There’s an extra bus cruising through the heart of Times Square this morning – but there’s no one behind the wheel of this vehicle. It doesn’t even have a wheel.
Coast Autonomous, a new entry in the crowded self-driving vehicle market, kicked off a day of demonstrations on Broadway in New York’s crowded Times Square, a symbolic location meant to demonstrate the company’s confidence in its technology. While Coast is only a year old, it has been working on the tech for 15 years, Chief Technology Officer Pierre Lefèvre told Digital Trends.
Indeed, Coast’s tech is behind Navya, the company whose self-driving buses power Keolis vans that have been shuttling folks up and down the Las Vegas strip. And occasionally having minor fender-benders.

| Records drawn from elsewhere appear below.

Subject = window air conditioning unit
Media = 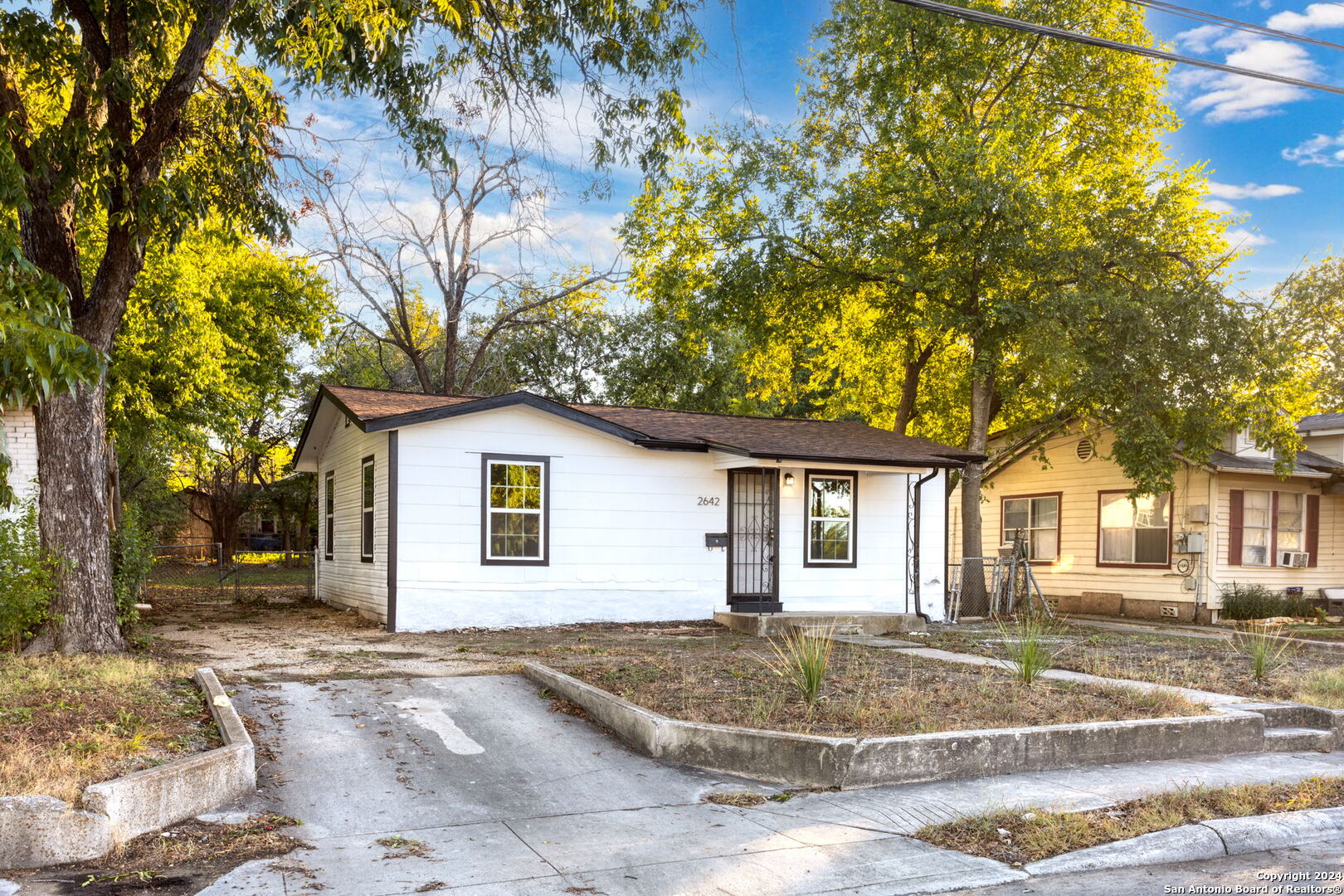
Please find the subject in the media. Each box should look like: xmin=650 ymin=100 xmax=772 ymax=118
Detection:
xmin=1278 ymin=551 xmax=1312 ymax=570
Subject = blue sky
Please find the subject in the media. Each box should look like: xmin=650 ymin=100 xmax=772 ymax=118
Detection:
xmin=292 ymin=0 xmax=1344 ymax=310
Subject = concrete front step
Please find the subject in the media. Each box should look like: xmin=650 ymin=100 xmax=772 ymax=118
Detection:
xmin=713 ymin=610 xmax=928 ymax=638
xmin=1264 ymin=727 xmax=1335 ymax=752
xmin=791 ymin=622 xmax=863 ymax=635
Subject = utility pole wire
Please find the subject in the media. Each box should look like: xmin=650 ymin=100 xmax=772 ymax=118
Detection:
xmin=1125 ymin=0 xmax=1344 ymax=50
xmin=889 ymin=0 xmax=1344 ymax=95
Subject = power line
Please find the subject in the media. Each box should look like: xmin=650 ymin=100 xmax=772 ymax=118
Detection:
xmin=889 ymin=0 xmax=1344 ymax=95
xmin=1125 ymin=0 xmax=1344 ymax=50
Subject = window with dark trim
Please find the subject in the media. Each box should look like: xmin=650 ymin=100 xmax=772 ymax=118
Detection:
xmin=323 ymin=470 xmax=336 ymax=560
xmin=1227 ymin=489 xmax=1321 ymax=567
xmin=802 ymin=470 xmax=859 ymax=567
xmin=1097 ymin=492 xmax=1172 ymax=567
xmin=481 ymin=454 xmax=550 ymax=566
xmin=1003 ymin=492 xmax=1060 ymax=562
xmin=359 ymin=457 xmax=373 ymax=562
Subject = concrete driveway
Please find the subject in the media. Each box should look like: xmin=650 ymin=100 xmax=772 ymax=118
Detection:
xmin=203 ymin=675 xmax=1021 ymax=896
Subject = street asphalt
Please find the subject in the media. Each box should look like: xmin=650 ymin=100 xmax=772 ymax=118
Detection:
xmin=178 ymin=675 xmax=1344 ymax=896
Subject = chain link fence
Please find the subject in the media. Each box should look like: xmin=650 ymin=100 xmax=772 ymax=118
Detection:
xmin=143 ymin=543 xmax=226 ymax=603
xmin=143 ymin=543 xmax=316 ymax=603
xmin=225 ymin=551 xmax=317 ymax=601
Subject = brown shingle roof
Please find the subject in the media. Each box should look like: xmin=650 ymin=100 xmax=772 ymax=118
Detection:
xmin=323 ymin=386 xmax=981 ymax=466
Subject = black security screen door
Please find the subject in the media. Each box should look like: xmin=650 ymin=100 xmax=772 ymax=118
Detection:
xmin=728 ymin=469 xmax=782 ymax=612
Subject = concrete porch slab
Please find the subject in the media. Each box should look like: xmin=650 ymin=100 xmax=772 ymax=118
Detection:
xmin=713 ymin=610 xmax=928 ymax=638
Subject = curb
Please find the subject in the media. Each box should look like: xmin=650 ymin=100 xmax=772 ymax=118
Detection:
xmin=1023 ymin=809 xmax=1344 ymax=877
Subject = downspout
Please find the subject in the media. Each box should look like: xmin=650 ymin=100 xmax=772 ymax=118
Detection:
xmin=910 ymin=467 xmax=946 ymax=625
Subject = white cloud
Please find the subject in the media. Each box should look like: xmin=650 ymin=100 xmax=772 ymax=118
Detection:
xmin=1223 ymin=227 xmax=1274 ymax=249
xmin=1264 ymin=2 xmax=1344 ymax=33
xmin=1208 ymin=182 xmax=1303 ymax=199
xmin=1283 ymin=130 xmax=1344 ymax=168
xmin=1172 ymin=26 xmax=1320 ymax=124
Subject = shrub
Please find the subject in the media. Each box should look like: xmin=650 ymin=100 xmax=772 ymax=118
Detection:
xmin=1220 ymin=582 xmax=1307 ymax=619
xmin=1233 ymin=623 xmax=1293 ymax=681
xmin=0 ymin=499 xmax=56 ymax=650
xmin=762 ymin=629 xmax=835 ymax=707
xmin=111 ymin=504 xmax=154 ymax=625
xmin=995 ymin=610 xmax=1069 ymax=685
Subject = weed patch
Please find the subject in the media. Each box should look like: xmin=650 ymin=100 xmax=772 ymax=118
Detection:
xmin=0 ymin=655 xmax=221 ymax=803
xmin=915 ymin=778 xmax=1344 ymax=865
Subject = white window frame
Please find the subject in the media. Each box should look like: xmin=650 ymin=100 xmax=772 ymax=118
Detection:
xmin=323 ymin=470 xmax=336 ymax=560
xmin=999 ymin=492 xmax=1063 ymax=562
xmin=359 ymin=455 xmax=377 ymax=562
xmin=1242 ymin=489 xmax=1275 ymax=568
xmin=1097 ymin=492 xmax=1173 ymax=570
xmin=481 ymin=454 xmax=551 ymax=566
xmin=802 ymin=470 xmax=859 ymax=567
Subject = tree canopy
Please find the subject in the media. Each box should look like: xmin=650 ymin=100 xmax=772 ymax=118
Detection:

Coast’s first vehicle, called the P-1 Shuttle, is a bi-directional van that looks normal from the outside. Inside, it’s basically a bathtub on wheels, with no seats for a driver or passengers and no space for a driver at all. Instead, the interior is just a ring of seats at the windows that circles the cabin, and a space for a door. One wall has a built-in screen for displaying information to passengers; during our demo, it showed diagnostics from onboard computers and lines of code on the status of CAN network components and onboard elements such as oMotorTorque and oParkingBrake. One imagines ride info and ads being posted up there in the future, of course.
Lefèvre said the van’s wheelbase was shorter than Navya’s offering, yet had more room for passengers. It appeared able to hold 10 to 12 passengers comfortably, as long as some riders skipped the seats and stood in the main cabin. With fewer seats, the company claims it can hold up to 20.